Downtown Austin’s getting two, maybe three skybridges in the near future, and many of my fellow urbanists aren’t too happy about it.
The skybridges contemplated would connect hotels to the City of Austin Convention Center, creating a sort of hermetically sealed convention district that never meaningfully interacts with the street. These elevated pathways between buildings are decried by many modern urban planners and placemakers, who believe they harm the character of walkable streetscapes by isolating pedestrians from the ground.
These wouldn’t be the first skybridges in the city. The bridge between Lavaca Plaza and its parking garage comes to mind. Still, the convention center-hotel bridges we’re looking at will be a bit more prominent.
Fairmont – Convention Center Bridge
The Fairmont Hotel, currently in the final stages of construction, has conventions on the brain. Its proxemity to the center means we’ll soon see a $6 million skybridge connecting the buildings over Red River Street. New York-based architects Thomas Phifer and Partners designed the bridge with help from the Waller Creek Conservancy, which is working to protect and improve the stretch of Waller Creek directly below the bridge.

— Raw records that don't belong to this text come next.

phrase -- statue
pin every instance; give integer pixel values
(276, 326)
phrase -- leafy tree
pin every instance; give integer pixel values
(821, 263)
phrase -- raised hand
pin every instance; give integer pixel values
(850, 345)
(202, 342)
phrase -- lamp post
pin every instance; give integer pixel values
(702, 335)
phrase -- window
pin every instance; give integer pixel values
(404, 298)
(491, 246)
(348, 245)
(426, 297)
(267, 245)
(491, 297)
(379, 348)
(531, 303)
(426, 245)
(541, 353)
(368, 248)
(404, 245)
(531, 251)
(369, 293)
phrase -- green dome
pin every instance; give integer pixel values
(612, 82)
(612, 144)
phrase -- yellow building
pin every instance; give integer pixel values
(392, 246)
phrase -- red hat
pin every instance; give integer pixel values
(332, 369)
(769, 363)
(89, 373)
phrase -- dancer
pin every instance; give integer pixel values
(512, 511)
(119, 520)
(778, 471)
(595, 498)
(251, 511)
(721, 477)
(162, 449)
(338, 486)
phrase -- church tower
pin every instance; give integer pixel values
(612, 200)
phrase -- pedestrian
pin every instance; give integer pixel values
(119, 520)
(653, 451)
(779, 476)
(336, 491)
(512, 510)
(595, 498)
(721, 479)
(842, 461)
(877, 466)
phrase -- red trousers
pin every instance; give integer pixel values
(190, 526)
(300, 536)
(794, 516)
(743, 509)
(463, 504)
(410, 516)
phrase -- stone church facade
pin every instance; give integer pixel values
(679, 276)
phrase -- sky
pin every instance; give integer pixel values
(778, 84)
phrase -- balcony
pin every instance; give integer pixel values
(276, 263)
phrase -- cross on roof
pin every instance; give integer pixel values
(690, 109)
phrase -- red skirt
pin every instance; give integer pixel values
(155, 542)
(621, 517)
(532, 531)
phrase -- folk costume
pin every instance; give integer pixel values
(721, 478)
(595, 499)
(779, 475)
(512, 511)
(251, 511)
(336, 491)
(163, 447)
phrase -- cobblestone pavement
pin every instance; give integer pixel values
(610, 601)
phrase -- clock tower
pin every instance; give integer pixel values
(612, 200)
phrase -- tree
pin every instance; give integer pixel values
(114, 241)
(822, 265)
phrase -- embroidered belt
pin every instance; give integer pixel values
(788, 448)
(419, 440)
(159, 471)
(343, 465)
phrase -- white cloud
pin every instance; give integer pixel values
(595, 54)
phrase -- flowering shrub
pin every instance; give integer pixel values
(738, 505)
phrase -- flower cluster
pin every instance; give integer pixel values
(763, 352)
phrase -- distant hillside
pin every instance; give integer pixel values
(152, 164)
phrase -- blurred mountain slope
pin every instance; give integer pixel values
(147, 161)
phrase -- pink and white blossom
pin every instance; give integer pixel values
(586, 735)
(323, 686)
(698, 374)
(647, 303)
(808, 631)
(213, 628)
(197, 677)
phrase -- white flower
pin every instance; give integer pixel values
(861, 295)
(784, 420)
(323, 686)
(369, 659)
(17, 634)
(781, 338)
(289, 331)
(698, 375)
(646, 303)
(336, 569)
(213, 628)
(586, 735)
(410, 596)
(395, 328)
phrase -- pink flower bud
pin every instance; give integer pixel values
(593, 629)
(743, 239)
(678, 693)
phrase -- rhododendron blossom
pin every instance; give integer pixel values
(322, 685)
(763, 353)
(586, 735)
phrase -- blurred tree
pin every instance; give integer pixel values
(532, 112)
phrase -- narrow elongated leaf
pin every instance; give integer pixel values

Hilton Austin – Convention Center Bridge
Another skybridge is planned between the Hilton Austin hotel and the convention center. Designed by Gensler, the bridge would pass over East Fourth street and the planned new downtown MetroRail station. It seems to offset the typical complaints about bridges sealing away pedestrians by including some open-air elements, along with a viewing platform and small event area.
Marriott/Convention Center Expansion Bridges
When the city announced its long-range master plan for the expansion of the downtown convention center in 2015, it included a hotel component on the block at the corner of Cesar Chavez and Trinity Streets. Now that we’ve heard about plans for the Marriott on this site, it appears at least the first stage of this concept is moving forward. If 2015 renderings for a potential expansion are still reliable, the expanded convention center building connected to the future Marriott will include two skybridge connections over Trinity Street to the existing convention center. Yep, the convention center wants to reach around and build a skybridge to itself.
I get why many urbanists hate skybridges, but I’m struggling to find good reason to get worked up about these in particular. The convention center complex isn’t hosting any neighborhood retail along its perimeter. The opportunity costs for the streetscape seem low.
For as much as I hate the horizontal expansion of the convention center, honestly, I like the idea of giving conventioneers their own little silo of Disneyland™. Plus, it’s hot out there. Austin’s frequent 100 degree days could literally kill a conventioneer from Soviet Canada.
Anyway, the idea that these bridges would be the sole obstacle preventing convention-goers from really exploring Austin seems a little ridiculous.
Let conventioneers have their skybridges. The rest of Austin will be on the outside.